Agreement Not To Sell To Competitors

This means that a company is able to behave regardless of competitive pressure. B, for example other competitors in this market. Are you not able to compete with certain customers because those customers are bound by exclusive agreements with your competitors? Or are you a competitor who has or is considering an exclusive trade agreement? “Vertical” agreements between companies at different levels of the supply chain (. B, for example, between buyers and suppliers or between producers and intermediaries) are generally less sensitive to competition problems than horizontal agreements. As a general rule, maximum resale price agreements do not pose a competitive risk, as they often protect consumers from higher prices and therefore present a low risk. However, given the risks associated with resale price restrictions, each cartel and abuse of dominance consultant program should be carefully considered. Anti-competitive agreements are agreements between companies that prevent, restrict or distort competition and affect trade in the UK and/or the EU. If a distribution agreement contains a “hardcore” restriction, it will not benefit from the guarantees contained in EU competition rules, including the category exemption for vertical agreements. Anti-competitive intent.

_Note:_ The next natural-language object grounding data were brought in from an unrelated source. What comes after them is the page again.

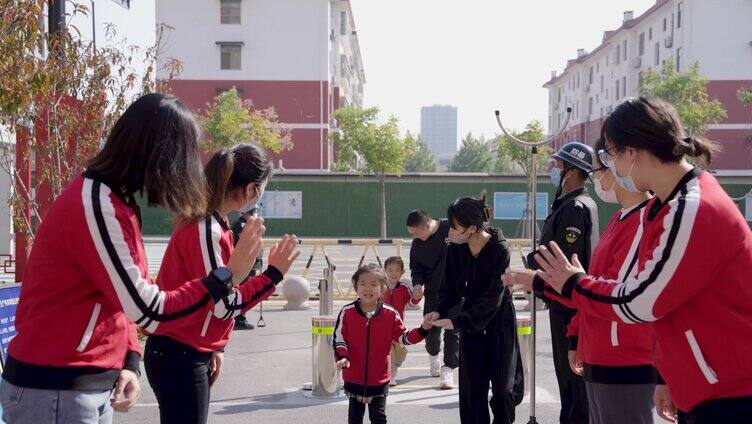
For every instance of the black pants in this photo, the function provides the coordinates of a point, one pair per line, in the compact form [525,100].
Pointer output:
[726,411]
[179,376]
[574,404]
[376,411]
[491,357]
[451,338]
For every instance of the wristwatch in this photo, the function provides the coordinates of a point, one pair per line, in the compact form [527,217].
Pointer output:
[222,275]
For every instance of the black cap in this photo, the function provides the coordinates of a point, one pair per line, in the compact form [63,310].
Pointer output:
[576,154]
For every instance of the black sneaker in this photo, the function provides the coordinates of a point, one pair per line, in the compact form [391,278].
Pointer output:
[241,323]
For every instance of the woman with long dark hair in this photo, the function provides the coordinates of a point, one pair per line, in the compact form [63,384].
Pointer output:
[692,266]
[87,285]
[489,351]
[183,363]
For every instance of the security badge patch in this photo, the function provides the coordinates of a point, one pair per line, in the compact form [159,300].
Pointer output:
[572,234]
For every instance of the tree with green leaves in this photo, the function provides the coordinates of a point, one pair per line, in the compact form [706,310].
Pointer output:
[230,120]
[519,156]
[745,96]
[367,145]
[687,91]
[474,156]
[60,95]
[422,160]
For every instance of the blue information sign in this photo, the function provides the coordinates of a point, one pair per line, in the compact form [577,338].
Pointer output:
[513,205]
[8,302]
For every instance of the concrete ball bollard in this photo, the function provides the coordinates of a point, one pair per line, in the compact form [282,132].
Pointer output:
[297,291]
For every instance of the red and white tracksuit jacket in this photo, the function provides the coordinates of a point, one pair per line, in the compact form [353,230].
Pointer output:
[693,283]
[614,352]
[85,285]
[399,297]
[194,250]
[367,342]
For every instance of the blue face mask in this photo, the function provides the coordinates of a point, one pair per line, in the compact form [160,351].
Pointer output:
[555,176]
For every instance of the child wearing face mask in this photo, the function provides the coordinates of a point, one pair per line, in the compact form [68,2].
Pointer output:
[363,337]
[184,363]
[489,350]
[398,295]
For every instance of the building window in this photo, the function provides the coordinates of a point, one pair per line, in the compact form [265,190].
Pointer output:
[641,49]
[343,66]
[343,22]
[616,90]
[229,11]
[229,54]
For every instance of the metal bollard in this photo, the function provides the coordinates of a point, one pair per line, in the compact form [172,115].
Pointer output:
[525,337]
[326,291]
[326,376]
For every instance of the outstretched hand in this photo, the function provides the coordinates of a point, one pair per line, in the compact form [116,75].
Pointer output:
[555,268]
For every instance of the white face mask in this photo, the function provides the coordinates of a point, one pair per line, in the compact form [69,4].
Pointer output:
[627,183]
[608,196]
[250,205]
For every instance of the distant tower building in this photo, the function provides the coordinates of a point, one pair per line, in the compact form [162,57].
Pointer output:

Intent is not necessary in Section 1, but a judge or jury is more likely to find favour with the plaintiff if the evidence shows that the defendant had its purpose to oust his competitors from the market. There are two different categories of potential competition problems: vertical activities (i.e. aspects of supplier-customer relationships that have anti-competitive effects) and horizontal activities (i.e. anti-competitive behaviour between competitors, such as agreements between customers or suppliers). Exclusive contracts can benefit competition in the market by providing sources of supply or outlets, reducing contractual costs or ensuring distributor loyalty. As explained in the fact sheets in the supply chain, exclusive contracts between manufacturers and suppliers or between producers and distributors are generally legal, as they improve competition between brands of different manufacturers (Interbrand competition).